Curriculum terms are called at each environment reset. Each term receives the environment and the set of resetting environment IDs, examines some performance signal, and applies changes to environment parameters directly.

from mjlab.managers.curriculum_manager import CurriculumTermCfg

curriculum = {
    "terrain_levels": CurriculumTermCfg(
        func=mdp.terrain_levels_vel,
        params={"command_name": "twist"},
    ),
}

The return value of a curriculum function is logged under Curriculum/<term_name> in the training metrics.

Built-in curriculum functions#

Function

Description

terrain_levels_vel

Measures how far each robot traveled during the episode. Robots that covered enough distance move up one difficulty row in the terrain grid; those that fell short move down. See the terrain curriculum section below.

commands_vel

Widens velocity command ranges based on training step count. Each stage specifies a step threshold and the new ranges to apply once that threshold is exceeded.

reward_weight

Ramps a reward term’s weight up or down according to training step thresholds. Useful for introducing penalty terms gradually after the policy has learned basic locomotion.

Terrain curriculum#

The terrain grid used with procedural terrain is a num_rows x num_cols matrix of patches. Columns represent terrain type variants; rows represent difficulty levels, with row 0 being the easiest and row num_rows - 1 the hardest. When TerrainGeneratorCfg.curriculum=True, each column is assigned exactly one terrain type so that difficulty increases monotonically along rows.

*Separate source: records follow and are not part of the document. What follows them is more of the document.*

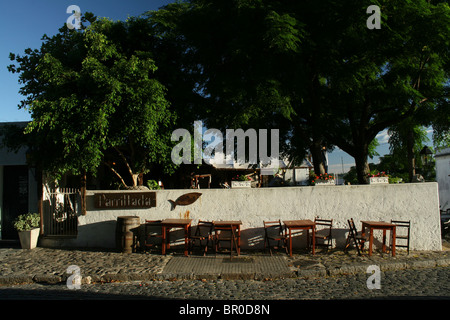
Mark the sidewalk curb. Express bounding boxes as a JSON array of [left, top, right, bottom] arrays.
[[0, 257, 450, 285]]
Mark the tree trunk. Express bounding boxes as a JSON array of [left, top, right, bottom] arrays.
[[354, 148, 370, 184], [406, 129, 416, 182], [310, 142, 326, 175]]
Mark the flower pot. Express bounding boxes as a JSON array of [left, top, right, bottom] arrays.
[[19, 228, 40, 249], [231, 180, 252, 188], [369, 177, 389, 184]]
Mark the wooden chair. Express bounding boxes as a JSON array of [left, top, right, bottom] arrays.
[[314, 217, 333, 249], [144, 220, 162, 249], [215, 225, 239, 259], [389, 220, 411, 254], [344, 218, 368, 256], [263, 220, 288, 255], [189, 220, 214, 255]]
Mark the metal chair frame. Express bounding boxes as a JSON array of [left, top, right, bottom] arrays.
[[144, 220, 163, 250], [263, 220, 288, 255], [314, 217, 333, 249], [344, 218, 368, 256], [189, 220, 214, 255], [389, 220, 411, 254]]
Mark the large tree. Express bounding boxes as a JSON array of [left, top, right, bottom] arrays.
[[326, 0, 450, 183], [9, 14, 174, 186]]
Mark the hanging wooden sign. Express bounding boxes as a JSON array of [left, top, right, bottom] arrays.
[[94, 192, 156, 209]]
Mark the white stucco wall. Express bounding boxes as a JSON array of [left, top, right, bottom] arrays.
[[39, 183, 442, 250], [435, 148, 450, 210]]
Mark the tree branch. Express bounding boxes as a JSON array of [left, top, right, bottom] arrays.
[[103, 161, 128, 187]]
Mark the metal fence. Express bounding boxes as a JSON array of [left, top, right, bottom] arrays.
[[43, 188, 81, 237]]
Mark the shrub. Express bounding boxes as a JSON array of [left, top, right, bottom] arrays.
[[14, 213, 41, 231]]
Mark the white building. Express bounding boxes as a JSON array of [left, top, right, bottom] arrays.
[[0, 122, 38, 240], [435, 148, 450, 210]]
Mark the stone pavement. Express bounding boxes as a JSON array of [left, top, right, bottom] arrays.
[[0, 240, 450, 286]]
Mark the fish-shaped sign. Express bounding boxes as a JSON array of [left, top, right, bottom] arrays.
[[169, 192, 202, 210]]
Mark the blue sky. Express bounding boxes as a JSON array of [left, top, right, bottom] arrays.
[[0, 0, 174, 122], [0, 0, 432, 173]]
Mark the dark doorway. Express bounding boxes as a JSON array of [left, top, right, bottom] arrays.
[[2, 166, 28, 240]]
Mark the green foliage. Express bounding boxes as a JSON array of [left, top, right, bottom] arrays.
[[13, 213, 41, 231], [147, 180, 161, 190], [9, 13, 175, 185]]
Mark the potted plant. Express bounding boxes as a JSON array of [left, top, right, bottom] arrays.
[[14, 213, 41, 249], [231, 175, 252, 188], [311, 173, 336, 186], [369, 171, 389, 184]]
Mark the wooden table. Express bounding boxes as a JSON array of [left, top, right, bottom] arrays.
[[213, 220, 242, 255], [361, 221, 396, 257], [283, 220, 316, 257], [161, 219, 192, 256]]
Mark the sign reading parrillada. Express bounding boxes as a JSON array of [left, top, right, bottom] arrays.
[[94, 192, 156, 209]]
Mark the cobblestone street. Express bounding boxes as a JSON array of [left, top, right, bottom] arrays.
[[0, 267, 450, 300]]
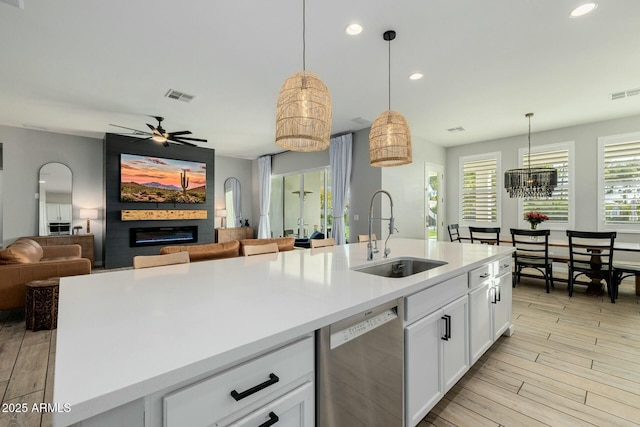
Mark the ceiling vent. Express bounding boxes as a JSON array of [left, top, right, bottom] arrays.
[[164, 89, 195, 102], [351, 117, 371, 125], [447, 126, 466, 133], [0, 0, 24, 9], [610, 88, 640, 101]]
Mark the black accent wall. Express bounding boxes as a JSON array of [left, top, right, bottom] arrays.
[[104, 133, 215, 269]]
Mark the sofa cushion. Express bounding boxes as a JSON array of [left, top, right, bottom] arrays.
[[0, 238, 42, 264], [240, 237, 296, 253], [160, 240, 240, 262]]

At environment construction each environment is assigned a random starting row within [0, max_init_terrain_level]. The terrain_levels_vel curriculum term promotes or demotes environments on each reset based on distance traveled during the episode. Environments that reach the maximum level are randomly reassigned to any row, maintaining coverage across all difficulty levels. See Terrain for details on configuring the terrain grid itself.

Writing custom curriculum functions#

A curriculum function accepts env and env_ids, applies parameter changes, and returns a value to log (a scalar tensor, a dict of tensors, or None). A typical implementation reads a performance metric, decides whether to increase or decrease difficulty, mutates the relevant configuration in place, and returns the current difficulty level. See Term configuration pattern for the general pattern.